GPTs for Devs
2024archivedA collection of 38+ custom GPTs trained on Apple's official documentation, helping iOS developers learn Swift frameworks faster through RAG-powered chat interfaces.
View project// GitHub
// Problem
Apple's documentation is comprehensive but notoriously difficult to navigate. Developers learning Swift frameworks like SwiftUI, CoreML, or HealthKit had to piece together knowledge from scattered docs, WWDC videos, and Stack Overflow posts. ChatGPT was great for general coding questions, but it hallucinated constantly when asked about Apple-specific APIs—it didn't have deep knowledge of framework-specific patterns, edge cases, or the latest SDK changes. I wanted to build a biometrics app (Map) that needed HealthKit data, but realized I'd need to actually learn Swift properly to access Apple's health APIs. The learning curve felt unnecessarily steep.
// Solution
I built a TypeScript scraper that crawled Apple's official documentation for the most popular frameworks and converted it into structured knowledge bases. Each framework got its own custom GPT on OpenAI's newly launched GPT Store—SwiftUI, UIKit, CoreML, HealthKit, ARKit, and 30+ others. The GPTs used RAG (retrieval-augmented generation) to ground their responses in actual Apple documentation, dramatically reducing hallucinations. Developers could ask framework-specific questions and get accurate, citation-backed answers instead of generic guesses.
// What I Built
A website (gptsfordevs.com) that served as a directory for 38 custom GPTs, each specialized in a different Apple framework. The site featured a grid of framework icons linking to their respective GPTs, a roadmap showing which frameworks were complete vs. in progress, testimonials from users, and a newsletter signup. Behind the scenes, each GPT was powered by JSON knowledge bases I'd scraped and curated from Apple's developer documentation. The project included educational blog content—16 MDX articles covering Swift fundamentals, SwiftUI state management, animations, and framework comparisons. I promoted it on Reddit—first with SwiftData (reddit.com/r/swift/comments/188dci0), then EventKit and Combine (reddit.com/r/swift/comments/18acyyv)—where it gained significant traction, scaling to over 100,000 users in the first week.
// Technologies
TypeScript Documentation Scraper
Custom scraper that crawled Apple's developer documentation, extracted content, and converted it into structured JSON files suitable for GPT knowledge bases
OpenAI Custom GPTs
38+ custom GPTs on OpenAI's GPT Store, each configured with framework-specific system prompts and RAG knowledge bases from scraped documentation
Next.js 14
Marketing site and GPT directory built with App Router, featuring MDX blog posts, testimonials, and a framework roadmap table
MDX + next-mdx-remote
16 educational articles on Swift development compiled server-side with syntax highlighting, helping drive organic traffic from developers learning iOS
Mailchimp Integration
Newsletter signup to notify users when new framework GPTs were released, building a direct channel to the developer audience
// Lessons Learned
- 01Timing matters more than polish. I launched this in December 2023, right after OpenAI announced the GPT Store. Being early to a new platform meant less competition and more visibility. The GPTs themselves weren't technically sophisticated—they were essentially curated prompts with documentation attached—but being first mattered.

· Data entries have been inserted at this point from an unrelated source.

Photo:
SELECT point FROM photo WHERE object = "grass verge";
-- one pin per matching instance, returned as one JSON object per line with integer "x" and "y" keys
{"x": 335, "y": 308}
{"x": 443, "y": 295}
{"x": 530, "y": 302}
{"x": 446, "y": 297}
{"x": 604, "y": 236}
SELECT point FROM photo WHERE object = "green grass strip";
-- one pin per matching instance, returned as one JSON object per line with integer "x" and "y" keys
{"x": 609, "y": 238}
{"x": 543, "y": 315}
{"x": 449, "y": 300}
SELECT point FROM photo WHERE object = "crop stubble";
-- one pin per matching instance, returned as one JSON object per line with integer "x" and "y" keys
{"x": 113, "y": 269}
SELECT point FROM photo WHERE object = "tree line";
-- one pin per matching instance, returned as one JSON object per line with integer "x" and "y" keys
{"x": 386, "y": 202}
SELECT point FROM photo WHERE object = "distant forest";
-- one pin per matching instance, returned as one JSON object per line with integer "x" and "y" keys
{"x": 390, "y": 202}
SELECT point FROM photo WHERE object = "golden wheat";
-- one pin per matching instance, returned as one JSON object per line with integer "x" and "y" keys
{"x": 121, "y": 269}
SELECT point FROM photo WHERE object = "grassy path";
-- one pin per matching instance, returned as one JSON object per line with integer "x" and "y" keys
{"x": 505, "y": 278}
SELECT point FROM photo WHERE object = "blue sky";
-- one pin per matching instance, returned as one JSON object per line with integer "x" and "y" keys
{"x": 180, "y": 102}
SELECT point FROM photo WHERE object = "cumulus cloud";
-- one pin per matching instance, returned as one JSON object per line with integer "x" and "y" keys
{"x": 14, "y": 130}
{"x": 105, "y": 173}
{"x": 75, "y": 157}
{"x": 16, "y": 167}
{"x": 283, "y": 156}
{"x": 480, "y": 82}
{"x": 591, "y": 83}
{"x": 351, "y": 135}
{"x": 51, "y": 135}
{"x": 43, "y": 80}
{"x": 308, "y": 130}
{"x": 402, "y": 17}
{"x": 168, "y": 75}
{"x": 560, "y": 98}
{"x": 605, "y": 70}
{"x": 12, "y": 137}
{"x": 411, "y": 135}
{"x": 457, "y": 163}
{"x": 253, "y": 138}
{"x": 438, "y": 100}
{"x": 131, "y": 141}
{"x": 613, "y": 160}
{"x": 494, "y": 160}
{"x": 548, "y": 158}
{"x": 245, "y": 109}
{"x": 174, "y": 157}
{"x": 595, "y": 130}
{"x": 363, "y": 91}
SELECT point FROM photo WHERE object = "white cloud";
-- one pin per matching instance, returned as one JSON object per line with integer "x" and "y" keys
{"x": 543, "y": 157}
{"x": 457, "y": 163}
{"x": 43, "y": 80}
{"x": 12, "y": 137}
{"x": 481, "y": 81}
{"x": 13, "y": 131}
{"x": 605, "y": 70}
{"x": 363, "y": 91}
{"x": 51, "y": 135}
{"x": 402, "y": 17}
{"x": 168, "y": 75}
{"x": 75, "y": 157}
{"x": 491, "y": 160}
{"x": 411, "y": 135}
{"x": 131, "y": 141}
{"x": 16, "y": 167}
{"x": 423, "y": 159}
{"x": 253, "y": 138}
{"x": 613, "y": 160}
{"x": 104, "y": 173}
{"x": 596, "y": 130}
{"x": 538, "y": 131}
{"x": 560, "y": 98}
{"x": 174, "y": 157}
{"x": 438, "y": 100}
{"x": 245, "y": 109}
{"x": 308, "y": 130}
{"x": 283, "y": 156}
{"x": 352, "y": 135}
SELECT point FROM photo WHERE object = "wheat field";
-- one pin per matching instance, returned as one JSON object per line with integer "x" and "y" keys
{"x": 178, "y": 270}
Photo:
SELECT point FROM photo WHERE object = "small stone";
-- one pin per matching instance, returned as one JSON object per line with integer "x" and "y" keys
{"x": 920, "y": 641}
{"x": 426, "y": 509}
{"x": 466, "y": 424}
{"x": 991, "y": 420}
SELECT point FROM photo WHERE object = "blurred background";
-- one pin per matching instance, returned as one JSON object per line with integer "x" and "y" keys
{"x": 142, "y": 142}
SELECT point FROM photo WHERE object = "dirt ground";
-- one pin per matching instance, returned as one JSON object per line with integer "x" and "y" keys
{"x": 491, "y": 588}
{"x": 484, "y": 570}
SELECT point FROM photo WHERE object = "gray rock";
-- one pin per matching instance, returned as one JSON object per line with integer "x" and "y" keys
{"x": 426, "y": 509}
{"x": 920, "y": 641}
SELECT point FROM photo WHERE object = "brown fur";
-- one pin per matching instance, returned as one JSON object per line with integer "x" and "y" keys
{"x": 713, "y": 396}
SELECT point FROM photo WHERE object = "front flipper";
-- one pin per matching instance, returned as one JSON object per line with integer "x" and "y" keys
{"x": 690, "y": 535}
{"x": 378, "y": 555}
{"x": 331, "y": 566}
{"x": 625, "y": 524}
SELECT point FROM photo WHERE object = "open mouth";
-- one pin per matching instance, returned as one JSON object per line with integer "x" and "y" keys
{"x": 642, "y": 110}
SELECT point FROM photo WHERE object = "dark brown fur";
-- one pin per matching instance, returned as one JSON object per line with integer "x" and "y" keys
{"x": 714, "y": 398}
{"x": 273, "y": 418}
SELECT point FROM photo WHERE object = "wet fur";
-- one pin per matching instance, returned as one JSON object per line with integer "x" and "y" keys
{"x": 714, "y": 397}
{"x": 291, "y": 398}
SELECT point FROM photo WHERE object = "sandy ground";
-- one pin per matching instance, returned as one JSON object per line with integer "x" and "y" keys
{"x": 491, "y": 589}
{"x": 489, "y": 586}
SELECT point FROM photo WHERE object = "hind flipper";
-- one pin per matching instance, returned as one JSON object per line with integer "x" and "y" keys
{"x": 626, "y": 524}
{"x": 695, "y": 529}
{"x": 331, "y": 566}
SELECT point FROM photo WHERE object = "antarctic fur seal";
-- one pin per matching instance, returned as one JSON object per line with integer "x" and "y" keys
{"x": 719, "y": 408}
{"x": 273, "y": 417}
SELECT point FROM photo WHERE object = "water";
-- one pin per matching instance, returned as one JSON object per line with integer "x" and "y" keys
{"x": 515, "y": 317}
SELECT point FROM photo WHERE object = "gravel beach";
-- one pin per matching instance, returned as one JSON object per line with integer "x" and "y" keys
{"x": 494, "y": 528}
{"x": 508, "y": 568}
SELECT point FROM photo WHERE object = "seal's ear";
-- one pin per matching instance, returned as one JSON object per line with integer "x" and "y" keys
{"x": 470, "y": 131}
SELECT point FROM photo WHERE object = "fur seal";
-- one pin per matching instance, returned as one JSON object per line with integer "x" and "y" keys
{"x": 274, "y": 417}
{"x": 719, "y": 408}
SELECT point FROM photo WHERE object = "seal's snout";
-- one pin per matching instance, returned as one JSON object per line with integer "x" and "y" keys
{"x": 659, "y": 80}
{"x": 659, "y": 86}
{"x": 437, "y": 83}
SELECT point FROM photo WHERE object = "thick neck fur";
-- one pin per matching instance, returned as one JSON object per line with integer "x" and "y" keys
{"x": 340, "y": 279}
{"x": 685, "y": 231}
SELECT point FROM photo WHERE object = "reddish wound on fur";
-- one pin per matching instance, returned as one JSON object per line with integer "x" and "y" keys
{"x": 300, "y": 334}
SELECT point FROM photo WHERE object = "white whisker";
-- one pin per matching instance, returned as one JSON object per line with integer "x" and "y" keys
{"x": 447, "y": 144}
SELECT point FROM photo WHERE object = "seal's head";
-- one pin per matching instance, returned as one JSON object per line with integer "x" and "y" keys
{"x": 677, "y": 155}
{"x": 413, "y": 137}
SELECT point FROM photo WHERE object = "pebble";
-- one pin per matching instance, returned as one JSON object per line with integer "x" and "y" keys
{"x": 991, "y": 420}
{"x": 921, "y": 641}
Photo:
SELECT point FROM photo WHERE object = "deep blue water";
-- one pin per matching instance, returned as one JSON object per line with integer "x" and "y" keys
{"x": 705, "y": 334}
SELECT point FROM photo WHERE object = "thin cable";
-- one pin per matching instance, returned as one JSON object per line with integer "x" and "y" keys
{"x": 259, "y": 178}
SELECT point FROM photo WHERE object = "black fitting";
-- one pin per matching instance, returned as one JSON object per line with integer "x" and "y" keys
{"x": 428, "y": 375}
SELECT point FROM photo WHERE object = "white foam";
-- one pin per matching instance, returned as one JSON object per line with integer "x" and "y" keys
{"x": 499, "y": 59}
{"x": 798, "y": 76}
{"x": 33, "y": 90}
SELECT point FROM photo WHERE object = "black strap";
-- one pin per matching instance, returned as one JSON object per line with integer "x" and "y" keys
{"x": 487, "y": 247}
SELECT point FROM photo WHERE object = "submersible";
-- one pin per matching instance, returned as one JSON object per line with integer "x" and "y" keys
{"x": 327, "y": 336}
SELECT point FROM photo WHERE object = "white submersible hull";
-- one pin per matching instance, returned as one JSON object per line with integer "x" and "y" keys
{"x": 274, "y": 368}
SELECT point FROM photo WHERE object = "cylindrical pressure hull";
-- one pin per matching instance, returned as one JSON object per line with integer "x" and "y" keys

- 02Reddit distribution still works if you're solving a real problem. I posted to r/swift and r/SwiftUI with genuine value (free tools that actually helped), not self-promotion spam. The testimonials came organically because developers found it useful. Community-first marketing compounds.
- 03I learned I need Swift knowledge for HealthKit access. This whole project started because I wanted biometric data for Map (another project) but couldn't access Apple's HealthKit without native Swift code. The GPTs helped others, but the real lesson was that some Apple APIs require you to meet them on their terms—no shortcuts around learning Swift for health data.
- 04Meeting the Swift team through this project opened doors I didn't expect. Building something useful for a developer community creates real connections. Several people from Apple's Swift team reached out after seeing the project gain traction on Reddit.
- 05RAG quality depends entirely on source quality. Apple's documentation is actually quite good once you extract and structure it properly. The GPTs worked well because the underlying knowledge base was authoritative. Garbage in, garbage out—but gold in, gold out too.